If I had $7,000 in my TFSA, I’d split it between three Canadian stocks that have proven themselves time and again: Bank of Nova Scotia (TSX:BNS), Northland Power (TSX:NPI), and Canadian Natural Resources (TSX:CNQ). All three have paid dividends for more than 20 years. And that kind of track record doesn’t just happen by accident.
BNS
Let’s start with Bank of Nova Scotia. As of writing, it trades at around $69 per share. That’s one of the highest among Canada’s big banks. In its latest earnings report, the bank reported net income of $2.03 billion for the second quarter (Q2), along with earnings of $1.48 per share.

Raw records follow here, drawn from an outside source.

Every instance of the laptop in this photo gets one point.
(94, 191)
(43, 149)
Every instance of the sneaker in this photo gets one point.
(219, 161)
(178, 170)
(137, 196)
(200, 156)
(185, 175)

While it’s had a tough year, with loan growth slowing and credit provisions rising, it remains one of Canada’s most stable financial institutions. If I were to put about $2,277 into BNS, I’d be looking at roughly $140 in tax-free annual income, thanks to its reliable dividend.
NPI
Next up is Northland Power. This dividend stock focuses on renewable energy, including wind and solar. It pays a monthly dividend of $0.10 per share, or $1.20 annually, trading at about $20.69 at writing. In Q1 2025, Northland reported net income of $111 million, down slightly from last year, but its cash flow remained strong.
Its growth pipeline is also solid, with new projects in Germany and Taiwan expected to boost results in 2026 and beyond. Putting $2,316.28 into Northland would generate around $134 per year in monthly, tax-free income. And monthly dividends always feel a little more satisfying.
CNQ
Lastly, Canadian Natural Resources offers a reliable dividend with some energy exposure. It trades around $85 and has a dividend of $2.35 annually. In Q1 2025, it posted net earnings of $2.5 billion and returned $1.7 billion to shareholders through dividends and buybacks.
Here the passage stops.